Главное действующее лицо пьесы Сигарева «Агасфер» – Андрей, молодой человек после семилетней «отсидки» возвращается в родной дом (ситуация, схожая с рассказом «Чужой» Сенчина, только там начинающий писатель, но уже ухвативший кое-что от плодов писательской профессии, приезжает домой, чтобы отдохнуть от московской суеты, за новыми впечатлениями, сюжетами). Уже другая страна встречает его новыми денежными знаками, переполненная квартира родителей превращается в вертеп постоянного смрада и разврата, печать которого затронула отца, мать и даже семилетнего сына сестры. Со всеми без исключения произошла одна метаморфоза, всех охватил общий вирус: люди перевоплотились в скотов. Картина претендует на типическую, характеризующую состояние общества эпохи безвременья. Ее можно сравнить с отечественным кинематографом конца 80-х – начала 90-х годов с превалированием той самой «чернухи», где ситуация «Агасфера» была бы совершенно естественной. Как и в любом драматургическом произведении, у Сигарева мы также видим предельную концентрацию действия, временного среза жизни. Изображаемое возводится до уровня символа. Микрокосм: «Квартира Цветковых. Двухкомнатная. Маленькая. Проходная».

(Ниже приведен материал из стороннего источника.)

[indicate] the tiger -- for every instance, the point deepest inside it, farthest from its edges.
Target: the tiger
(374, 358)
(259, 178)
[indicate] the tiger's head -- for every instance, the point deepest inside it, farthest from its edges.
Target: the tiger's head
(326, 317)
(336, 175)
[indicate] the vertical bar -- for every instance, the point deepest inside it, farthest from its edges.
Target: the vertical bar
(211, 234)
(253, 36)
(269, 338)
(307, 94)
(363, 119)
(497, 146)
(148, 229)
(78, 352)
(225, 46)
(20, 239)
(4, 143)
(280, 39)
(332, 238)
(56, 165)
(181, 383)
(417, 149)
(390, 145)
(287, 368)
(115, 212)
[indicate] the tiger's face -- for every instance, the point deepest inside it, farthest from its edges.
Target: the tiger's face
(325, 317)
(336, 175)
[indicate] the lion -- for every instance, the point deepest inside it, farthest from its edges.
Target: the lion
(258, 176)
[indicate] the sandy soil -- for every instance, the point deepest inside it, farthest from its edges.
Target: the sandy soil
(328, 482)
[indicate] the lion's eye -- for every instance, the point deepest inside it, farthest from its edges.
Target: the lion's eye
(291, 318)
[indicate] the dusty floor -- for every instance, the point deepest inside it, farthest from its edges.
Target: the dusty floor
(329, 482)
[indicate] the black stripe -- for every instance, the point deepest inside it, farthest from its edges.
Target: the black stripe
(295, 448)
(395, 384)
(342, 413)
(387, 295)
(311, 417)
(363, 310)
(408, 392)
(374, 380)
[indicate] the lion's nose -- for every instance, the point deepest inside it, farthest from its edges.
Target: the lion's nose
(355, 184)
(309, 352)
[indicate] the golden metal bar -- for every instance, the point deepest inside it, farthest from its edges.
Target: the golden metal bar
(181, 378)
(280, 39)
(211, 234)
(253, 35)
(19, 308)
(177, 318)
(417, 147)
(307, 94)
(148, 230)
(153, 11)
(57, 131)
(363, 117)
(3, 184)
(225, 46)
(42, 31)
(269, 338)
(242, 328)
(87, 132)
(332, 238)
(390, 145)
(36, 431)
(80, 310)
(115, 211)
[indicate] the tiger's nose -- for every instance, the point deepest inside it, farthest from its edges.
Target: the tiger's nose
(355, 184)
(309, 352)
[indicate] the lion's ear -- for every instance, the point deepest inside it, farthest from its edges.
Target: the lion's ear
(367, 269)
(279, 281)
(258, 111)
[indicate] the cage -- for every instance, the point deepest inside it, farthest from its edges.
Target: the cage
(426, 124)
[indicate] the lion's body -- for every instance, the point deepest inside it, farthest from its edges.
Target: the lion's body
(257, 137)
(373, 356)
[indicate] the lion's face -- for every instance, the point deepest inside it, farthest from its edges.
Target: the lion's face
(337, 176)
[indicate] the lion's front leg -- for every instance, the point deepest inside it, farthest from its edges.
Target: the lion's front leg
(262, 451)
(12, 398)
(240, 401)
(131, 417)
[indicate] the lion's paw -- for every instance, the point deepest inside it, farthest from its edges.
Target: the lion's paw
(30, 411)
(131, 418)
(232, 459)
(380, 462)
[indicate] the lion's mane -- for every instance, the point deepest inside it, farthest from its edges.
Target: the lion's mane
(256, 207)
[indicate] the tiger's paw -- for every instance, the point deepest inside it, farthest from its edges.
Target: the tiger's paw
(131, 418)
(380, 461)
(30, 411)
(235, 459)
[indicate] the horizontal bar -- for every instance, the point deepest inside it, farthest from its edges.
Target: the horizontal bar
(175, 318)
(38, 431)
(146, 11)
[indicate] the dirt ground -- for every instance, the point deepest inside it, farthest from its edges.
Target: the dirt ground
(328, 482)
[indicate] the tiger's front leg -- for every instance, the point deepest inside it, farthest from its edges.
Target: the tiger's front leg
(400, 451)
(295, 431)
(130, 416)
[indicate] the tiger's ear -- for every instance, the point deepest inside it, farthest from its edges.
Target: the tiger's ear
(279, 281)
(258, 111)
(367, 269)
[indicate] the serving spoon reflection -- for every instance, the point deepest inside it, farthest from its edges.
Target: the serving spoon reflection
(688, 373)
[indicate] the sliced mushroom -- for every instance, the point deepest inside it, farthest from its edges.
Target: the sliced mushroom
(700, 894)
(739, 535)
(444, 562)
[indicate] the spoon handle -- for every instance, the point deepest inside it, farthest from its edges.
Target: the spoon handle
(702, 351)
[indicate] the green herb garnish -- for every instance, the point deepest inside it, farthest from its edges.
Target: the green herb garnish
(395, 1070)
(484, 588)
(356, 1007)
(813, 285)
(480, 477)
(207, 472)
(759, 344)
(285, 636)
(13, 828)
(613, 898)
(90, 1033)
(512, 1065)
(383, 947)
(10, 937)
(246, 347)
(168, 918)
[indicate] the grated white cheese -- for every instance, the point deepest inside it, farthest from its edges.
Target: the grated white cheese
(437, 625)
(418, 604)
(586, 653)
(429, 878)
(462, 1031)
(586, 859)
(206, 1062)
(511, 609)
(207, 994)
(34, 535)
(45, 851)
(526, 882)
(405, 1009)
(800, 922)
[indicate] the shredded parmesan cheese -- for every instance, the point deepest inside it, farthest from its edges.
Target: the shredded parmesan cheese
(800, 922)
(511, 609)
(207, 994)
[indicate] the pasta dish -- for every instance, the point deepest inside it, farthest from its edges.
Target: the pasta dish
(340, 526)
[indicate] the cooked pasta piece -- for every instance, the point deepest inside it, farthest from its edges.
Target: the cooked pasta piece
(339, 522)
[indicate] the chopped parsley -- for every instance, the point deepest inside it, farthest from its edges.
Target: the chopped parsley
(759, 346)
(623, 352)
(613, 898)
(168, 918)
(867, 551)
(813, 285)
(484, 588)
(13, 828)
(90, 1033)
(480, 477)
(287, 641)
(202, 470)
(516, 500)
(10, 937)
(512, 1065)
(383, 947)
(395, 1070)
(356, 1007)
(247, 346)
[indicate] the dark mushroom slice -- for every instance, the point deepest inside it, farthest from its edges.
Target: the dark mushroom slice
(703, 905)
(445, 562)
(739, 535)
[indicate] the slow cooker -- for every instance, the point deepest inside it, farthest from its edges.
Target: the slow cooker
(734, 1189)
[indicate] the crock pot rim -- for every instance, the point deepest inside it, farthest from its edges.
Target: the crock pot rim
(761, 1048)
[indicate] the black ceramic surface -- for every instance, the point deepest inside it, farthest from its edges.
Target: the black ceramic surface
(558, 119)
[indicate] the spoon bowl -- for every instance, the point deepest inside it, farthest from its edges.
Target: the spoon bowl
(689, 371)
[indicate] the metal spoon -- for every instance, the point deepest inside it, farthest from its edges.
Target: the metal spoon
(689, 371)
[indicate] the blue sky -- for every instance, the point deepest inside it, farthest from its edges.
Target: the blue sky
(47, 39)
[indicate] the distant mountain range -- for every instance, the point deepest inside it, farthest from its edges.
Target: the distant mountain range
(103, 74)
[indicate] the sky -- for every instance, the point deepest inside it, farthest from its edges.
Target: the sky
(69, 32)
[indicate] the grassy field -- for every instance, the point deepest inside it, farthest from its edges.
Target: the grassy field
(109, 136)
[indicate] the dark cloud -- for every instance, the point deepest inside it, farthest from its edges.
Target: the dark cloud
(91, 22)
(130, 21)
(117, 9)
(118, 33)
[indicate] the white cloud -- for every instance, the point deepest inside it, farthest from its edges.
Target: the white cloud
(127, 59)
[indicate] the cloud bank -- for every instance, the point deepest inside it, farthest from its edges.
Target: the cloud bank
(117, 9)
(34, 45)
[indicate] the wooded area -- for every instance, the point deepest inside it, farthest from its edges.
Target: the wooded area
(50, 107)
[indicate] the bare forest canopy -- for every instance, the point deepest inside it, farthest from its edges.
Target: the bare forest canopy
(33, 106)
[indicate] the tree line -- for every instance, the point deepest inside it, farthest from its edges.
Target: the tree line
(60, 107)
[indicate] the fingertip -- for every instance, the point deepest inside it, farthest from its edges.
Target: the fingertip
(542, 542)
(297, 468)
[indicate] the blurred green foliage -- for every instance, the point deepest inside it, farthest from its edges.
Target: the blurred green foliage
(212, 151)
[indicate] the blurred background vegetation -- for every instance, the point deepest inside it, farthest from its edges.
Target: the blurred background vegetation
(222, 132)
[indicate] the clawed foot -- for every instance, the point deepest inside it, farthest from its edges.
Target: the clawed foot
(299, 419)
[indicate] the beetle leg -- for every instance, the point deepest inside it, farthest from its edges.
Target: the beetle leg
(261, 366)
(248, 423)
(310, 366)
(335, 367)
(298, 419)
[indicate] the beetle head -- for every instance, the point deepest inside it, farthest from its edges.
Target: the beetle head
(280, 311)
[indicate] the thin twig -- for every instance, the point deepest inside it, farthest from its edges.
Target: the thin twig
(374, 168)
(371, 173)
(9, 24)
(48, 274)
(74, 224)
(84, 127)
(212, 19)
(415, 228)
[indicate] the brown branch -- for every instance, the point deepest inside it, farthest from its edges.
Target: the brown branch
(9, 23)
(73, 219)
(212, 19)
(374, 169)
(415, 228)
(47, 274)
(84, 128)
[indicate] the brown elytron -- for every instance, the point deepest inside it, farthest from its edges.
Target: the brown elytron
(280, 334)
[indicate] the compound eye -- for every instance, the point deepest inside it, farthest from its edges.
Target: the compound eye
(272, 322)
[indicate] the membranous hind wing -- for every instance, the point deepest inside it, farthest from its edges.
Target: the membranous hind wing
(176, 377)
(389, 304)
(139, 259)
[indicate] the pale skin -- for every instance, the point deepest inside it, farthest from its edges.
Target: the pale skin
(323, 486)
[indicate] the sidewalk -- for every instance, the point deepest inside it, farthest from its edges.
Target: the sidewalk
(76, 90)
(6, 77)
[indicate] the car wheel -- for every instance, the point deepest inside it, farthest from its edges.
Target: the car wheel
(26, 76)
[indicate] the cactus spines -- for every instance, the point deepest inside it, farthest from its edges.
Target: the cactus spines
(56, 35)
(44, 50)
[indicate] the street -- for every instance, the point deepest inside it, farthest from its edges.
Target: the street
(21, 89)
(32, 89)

Мы не ставим себе задачу подробно анализировать пьесу Василия Сигарева. В данном случае нам более интересен феномен восприятия изображаемого. Для примера возьмем вступительное слово Михаила Рощина к разделу «Драматургия» сборника «Новые писатели» (выпуск 2). В пьесе Сигарева «Агасфер», как, впрочем, и во всем творчестве молодого драматурга Рощин отмечает: «самый мрачный колорит, черная действительность, черные судьбы». Далее вкратце, буквально предложением, рассказывается сюжет пьесы и делается акцент на типичности ситуации, героев и для других пьес Сигарева, в большую заслугу которому ставится: «Сигарев не боится сгущать краски: персонажи примитивные, злые, противные – обыкновенные люди». Возникает закономерный вопрос: какие это обыкновенные люди (может быть, не обладающие творческим мировосприятием и вообще люди непишущие), если между ними и «злыми, противными» так легко можно поставить знак равенства? Или здесь есть какая-то мистика: чувствуется эманация преисподней, грезится торжество инфернальных сил, скрывающихся за маской «обыкновенного» семейства. В этом мире обыкновенных людей царит ненависть, они ненавидят друг друга, даже узы кровного родства уступают место дикой неприязни. «Гадюшник» – так этот мир охарактеризовала сестра главного героя Светка. Это определение с особым смаком повторяет и Рощин. После произнесения вслух «гадюшник» наступает неописуемый восторг, который сродни катарсису, и рецензент уже в упоении говорит: «Я читал пьесу и ловил себя на том, что хочется читать ее вслух, хоть малой аудитории, делиться сразу той почти виртуозностью, с которой автор употребляет этот свой, казалось бы, невероятный, почти безграмотный, дикий язык». Что это, упоение перед грязным, смрадным, провозглашение эстетики упадничества, разложения? Нравится словесная эквилибристика, но уверяю вас, широко растиражированный мастер разговорного жанра Шура Каретный не менее виртуозно обращается со специфическим разговорным языком, достоянием «обыкновенных» людей.